As for Svetlana Stalina’s Jewish husband Grigory Moroz, Stalin simply told Svetlana: “You cannot be Morozov’s wife any more. Today he must leave [our apartment in] the Kremlin… I know you love him and do not want him to be chained to a prison wheelbarrow [in a mine].” 236Soon, on Stalin’s order, Svetlana married Yurii Zhdanov without divorcing Moroz. Yurii was a son of one of the main Party leaders of the time, Andrei Zhdanov. As I will describe in Chapter 4, in 1948 Yurii Zhdanov played an important role in the Lysenko affair.

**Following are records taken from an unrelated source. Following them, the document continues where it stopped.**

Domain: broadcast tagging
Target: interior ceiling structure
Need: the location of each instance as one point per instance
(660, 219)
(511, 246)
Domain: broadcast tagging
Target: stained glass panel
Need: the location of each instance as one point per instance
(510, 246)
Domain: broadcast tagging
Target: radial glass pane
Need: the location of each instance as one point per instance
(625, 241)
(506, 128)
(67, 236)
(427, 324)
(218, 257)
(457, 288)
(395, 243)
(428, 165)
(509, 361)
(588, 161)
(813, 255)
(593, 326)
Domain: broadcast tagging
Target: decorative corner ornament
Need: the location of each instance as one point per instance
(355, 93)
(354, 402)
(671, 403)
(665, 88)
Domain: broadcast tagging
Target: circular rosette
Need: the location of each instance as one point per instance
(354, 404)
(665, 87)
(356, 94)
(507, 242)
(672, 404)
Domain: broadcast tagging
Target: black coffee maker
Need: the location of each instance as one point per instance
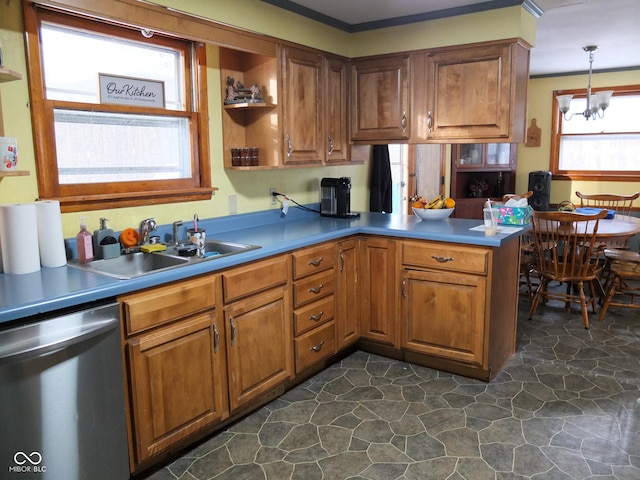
(335, 198)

In 1953, Levina was transferred from Vladimir Prison to a mental prison hospital in Kazan widely known for its especially harsh regime (later, in the 1960s–1970s, many dissidents were put into this “hospital”). In 1939, NKVD commissar Beria ordered the transfer of Kazan Psychiatric Hospital under NKVD control. On July 13, 1945, NKVD deputy commissar Vasilii Chernyshov issued special regulations for the NKVD doctors and prisoners of the NKVD Kazan Psychiatric Prison Hospital (KTPH). In the 1940s–1950s, convicts were sent to the KTPH for enforced treatment following the decision of a court (criminal cases) or the OSO (political cases). 237After “treatment” at Kazan Hospital, Levina was released, by that time completely insane.